Nous avons enfin assisté à la remise publique du rapport d’une sociologue faisant le bilan de 6 mois d’existence du réseau. 150 personnes étaient réunies pour écouter cette sociologue, Andrea Caro et Frédéric Bosqué, et le conseilleur municipal de Toulouse délégué à l’économie sociale et solidaire, Jean-Paul Pla.
Le bilan qu’ils ont fait était-il positif ?
Le bilan est très positif pour eux, puisqu’ils ont dépassé en six mois tous leurs objectifs, avec plus de 75 entreprises et associations acceptant les Sol Violettes comme moyen de paiement, et plus de 600 Toulousains ayant rejoint l’association et converti des euros en Sol Violettes. Selon la sociologue qui a réalisé l’étude, Émilie Boutin, 25 % de ses utilisateurs sont des retraités, chômeurs ou étudiants en situation de précarité. France Flamand, administratrice d’un lieu d’accueil du Mirail destiné en particulier aux chômeurs, a indiqué que les 30 chômeurs de ce quartier populaire de Toulouse qui se sont portés volontaires pour cette première expérimentation en ont tiré un grand bénéfice en termes de décloisonnement et d’insertion.
Certaines femmes sont retournées pour la première fois depuis des années faire des courses en centre-ville. Ils discutent maintenant de leur manière de consommer, en se rendant compte par exemple que les pâtes en vrac du magasin bio ne sont pas plus chères que les pâtes du supermarché.
Les commerçants, de leur côté, disent avoir vu de nouveaux clients venir chez eux avec des Sol Violettes. C’est normal : les 600 adhérents ont un nombre limité de prestataires chez qui dépenser leurs Sol Violettes. Par conséquent, avec le catalogue qui leur est fourni, ils vont à la découverte de nouveaux magasins.
Enfin, 90 % des personnes utilisant le Sol Violette ont affirmé avoir acquis de nouvelles connaissances sur l’économie et sur la finance. Ce qui est important, car une monnaie complémentaire est aussi un outil d’éducation populaire et de citoyenneté.

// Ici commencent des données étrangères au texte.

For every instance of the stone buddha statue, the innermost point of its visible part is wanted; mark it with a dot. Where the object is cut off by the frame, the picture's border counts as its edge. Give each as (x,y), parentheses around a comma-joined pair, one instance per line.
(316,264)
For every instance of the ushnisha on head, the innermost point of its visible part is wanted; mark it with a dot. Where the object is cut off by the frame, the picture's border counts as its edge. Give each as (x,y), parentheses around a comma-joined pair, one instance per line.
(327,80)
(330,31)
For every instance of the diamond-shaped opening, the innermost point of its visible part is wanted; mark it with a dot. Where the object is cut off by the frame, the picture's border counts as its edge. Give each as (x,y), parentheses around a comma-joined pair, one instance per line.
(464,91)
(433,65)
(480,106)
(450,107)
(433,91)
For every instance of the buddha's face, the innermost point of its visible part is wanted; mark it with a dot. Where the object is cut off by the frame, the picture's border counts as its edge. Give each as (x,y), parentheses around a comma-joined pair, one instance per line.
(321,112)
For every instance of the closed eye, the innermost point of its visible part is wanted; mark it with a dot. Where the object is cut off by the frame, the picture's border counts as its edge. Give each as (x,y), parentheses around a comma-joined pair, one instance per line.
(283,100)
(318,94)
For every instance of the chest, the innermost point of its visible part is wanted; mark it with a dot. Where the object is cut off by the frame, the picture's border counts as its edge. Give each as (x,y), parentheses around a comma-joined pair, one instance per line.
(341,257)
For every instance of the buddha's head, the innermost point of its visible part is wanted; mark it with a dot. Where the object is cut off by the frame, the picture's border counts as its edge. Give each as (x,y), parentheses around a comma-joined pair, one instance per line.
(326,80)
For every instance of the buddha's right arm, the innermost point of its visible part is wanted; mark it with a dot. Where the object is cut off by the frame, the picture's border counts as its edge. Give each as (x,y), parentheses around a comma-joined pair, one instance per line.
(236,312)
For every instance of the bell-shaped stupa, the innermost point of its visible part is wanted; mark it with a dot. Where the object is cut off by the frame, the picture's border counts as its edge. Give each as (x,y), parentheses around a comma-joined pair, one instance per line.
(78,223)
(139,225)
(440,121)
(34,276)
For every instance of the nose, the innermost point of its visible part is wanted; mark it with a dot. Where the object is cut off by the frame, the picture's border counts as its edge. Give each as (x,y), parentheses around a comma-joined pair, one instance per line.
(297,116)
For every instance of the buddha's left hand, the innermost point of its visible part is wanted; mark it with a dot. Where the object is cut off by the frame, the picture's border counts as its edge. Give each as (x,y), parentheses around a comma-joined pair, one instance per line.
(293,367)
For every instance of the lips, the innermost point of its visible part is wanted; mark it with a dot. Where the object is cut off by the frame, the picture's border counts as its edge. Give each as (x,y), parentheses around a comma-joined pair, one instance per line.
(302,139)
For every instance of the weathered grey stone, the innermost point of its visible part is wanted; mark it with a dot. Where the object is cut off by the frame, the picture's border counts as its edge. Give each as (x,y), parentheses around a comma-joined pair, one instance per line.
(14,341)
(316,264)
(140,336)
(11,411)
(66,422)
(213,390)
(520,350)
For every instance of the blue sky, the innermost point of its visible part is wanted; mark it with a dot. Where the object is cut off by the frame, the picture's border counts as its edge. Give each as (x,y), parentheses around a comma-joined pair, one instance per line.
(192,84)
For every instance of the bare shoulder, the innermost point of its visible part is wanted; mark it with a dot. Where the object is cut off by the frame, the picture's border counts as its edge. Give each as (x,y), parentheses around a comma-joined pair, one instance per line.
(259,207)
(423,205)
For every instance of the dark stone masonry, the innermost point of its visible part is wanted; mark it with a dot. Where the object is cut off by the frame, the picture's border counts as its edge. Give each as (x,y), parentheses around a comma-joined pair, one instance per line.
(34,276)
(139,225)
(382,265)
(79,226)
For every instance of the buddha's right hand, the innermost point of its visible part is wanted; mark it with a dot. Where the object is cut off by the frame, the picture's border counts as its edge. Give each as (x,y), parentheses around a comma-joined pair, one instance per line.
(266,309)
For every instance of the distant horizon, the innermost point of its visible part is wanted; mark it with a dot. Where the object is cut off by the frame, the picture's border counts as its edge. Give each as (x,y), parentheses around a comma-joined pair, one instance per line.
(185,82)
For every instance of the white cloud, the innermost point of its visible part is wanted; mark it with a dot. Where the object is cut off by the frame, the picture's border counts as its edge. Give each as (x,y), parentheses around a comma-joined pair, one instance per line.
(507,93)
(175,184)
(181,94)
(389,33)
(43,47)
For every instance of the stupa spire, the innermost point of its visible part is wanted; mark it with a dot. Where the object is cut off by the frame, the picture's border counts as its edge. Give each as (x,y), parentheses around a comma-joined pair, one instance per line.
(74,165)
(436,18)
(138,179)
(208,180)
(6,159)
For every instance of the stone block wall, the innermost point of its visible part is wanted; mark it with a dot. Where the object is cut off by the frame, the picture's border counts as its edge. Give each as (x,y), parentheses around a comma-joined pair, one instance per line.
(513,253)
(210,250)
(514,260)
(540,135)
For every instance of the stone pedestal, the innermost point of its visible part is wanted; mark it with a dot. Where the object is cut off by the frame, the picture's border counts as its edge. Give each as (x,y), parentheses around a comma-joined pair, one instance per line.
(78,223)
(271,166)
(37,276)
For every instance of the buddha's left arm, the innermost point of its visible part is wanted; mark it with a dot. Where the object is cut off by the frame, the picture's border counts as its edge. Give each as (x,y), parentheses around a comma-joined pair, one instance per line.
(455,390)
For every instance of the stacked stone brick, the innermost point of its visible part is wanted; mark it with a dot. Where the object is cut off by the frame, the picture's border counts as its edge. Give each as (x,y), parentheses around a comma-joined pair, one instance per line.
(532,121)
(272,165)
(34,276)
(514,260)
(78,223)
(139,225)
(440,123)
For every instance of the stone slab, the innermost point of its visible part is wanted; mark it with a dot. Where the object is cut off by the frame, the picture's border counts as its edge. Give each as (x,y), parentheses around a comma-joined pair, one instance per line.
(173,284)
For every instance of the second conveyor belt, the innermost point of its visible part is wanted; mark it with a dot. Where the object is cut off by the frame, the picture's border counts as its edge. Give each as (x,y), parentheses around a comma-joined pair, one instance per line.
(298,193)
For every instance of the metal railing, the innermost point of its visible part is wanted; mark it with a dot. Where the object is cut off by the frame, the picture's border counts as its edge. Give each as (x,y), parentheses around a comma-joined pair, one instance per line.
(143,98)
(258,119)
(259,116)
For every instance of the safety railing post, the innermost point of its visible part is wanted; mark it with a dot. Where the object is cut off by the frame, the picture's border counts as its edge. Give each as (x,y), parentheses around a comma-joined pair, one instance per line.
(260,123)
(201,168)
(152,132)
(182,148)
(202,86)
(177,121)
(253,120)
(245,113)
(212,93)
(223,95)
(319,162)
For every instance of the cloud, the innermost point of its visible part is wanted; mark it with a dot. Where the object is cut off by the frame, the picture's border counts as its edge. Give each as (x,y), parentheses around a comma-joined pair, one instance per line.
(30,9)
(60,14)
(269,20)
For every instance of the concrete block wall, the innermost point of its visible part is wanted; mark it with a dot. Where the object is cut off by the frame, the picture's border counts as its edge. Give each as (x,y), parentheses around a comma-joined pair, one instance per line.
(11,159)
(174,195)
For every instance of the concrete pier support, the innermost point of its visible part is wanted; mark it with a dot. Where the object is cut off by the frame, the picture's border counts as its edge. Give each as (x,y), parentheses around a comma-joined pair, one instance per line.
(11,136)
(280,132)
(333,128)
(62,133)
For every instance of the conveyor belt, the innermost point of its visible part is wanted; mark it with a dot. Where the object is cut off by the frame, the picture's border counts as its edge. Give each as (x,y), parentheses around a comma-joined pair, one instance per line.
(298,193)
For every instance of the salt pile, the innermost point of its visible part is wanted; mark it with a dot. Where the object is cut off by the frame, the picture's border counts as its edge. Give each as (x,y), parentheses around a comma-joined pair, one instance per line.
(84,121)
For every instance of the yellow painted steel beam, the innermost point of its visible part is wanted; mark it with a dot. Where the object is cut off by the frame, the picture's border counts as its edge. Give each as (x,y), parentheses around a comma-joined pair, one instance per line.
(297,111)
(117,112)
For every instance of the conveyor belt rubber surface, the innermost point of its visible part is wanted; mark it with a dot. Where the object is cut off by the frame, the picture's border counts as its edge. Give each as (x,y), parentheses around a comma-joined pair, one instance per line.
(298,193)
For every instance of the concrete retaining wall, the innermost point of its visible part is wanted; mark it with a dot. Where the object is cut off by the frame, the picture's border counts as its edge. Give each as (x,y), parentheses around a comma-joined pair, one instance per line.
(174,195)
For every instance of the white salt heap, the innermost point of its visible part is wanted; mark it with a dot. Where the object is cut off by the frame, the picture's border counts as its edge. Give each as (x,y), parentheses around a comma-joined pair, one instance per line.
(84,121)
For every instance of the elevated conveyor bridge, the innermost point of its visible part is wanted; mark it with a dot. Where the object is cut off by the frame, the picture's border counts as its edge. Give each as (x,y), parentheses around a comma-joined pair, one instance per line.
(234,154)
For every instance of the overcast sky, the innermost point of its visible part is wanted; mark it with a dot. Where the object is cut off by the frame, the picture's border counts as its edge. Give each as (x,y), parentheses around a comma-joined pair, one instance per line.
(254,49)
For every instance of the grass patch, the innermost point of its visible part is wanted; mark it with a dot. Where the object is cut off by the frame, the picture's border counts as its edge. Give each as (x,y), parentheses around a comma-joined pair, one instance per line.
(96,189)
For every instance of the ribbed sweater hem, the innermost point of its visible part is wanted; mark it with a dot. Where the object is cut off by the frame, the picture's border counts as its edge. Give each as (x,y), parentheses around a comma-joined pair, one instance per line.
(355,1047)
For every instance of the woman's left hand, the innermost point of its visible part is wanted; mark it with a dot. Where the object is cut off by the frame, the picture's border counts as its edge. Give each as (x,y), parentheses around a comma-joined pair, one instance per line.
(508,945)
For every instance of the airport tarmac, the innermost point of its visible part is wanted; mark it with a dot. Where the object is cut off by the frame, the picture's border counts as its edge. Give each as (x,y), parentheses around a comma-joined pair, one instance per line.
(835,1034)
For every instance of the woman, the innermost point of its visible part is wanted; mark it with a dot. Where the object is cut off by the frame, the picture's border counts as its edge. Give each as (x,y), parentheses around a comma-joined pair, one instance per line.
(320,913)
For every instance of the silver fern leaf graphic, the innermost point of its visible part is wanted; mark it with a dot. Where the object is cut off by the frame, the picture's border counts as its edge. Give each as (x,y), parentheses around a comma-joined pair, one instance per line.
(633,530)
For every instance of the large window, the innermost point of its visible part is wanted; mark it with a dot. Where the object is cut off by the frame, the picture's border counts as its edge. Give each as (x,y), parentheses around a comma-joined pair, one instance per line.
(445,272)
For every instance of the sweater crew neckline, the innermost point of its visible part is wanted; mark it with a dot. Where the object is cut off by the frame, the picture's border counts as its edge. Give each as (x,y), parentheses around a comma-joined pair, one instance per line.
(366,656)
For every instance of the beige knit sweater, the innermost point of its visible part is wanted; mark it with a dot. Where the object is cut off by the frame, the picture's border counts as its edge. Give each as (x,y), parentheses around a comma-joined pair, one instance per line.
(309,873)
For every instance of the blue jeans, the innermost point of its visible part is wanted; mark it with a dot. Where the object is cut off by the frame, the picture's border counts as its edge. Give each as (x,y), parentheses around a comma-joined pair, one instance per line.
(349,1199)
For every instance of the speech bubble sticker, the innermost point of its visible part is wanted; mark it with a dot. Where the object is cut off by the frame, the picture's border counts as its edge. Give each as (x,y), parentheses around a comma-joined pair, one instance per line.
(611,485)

Qu’est-ce que vous avez appris?
Nous étions déjà en contact avec Frédéric Bosqué, coordinateur de l’association Sol Violette, car nous l’avions rencontré lors des Rencontres nationales des porteurs de projets de monnaies locales complémentaires de l’État français, à Villeneuve-sur-Lot, en octobre. Il nous a déjà appris beaucoup de choses avant ce voyage, mais nous avons encore appris davantage. Par exemple, nous avons vu qu’il est possible d’imaginer non seulement un paiement avec des coupons imprimés qui font office de billets, mais aussi un paiement avec le téléphone portable. Un système très pratique et très sûr, utilisé notamment dans certains pays d’Afrique comme le Kenya, où les habitants n’ont pas les moyens de s’offrir des cartes de crédit.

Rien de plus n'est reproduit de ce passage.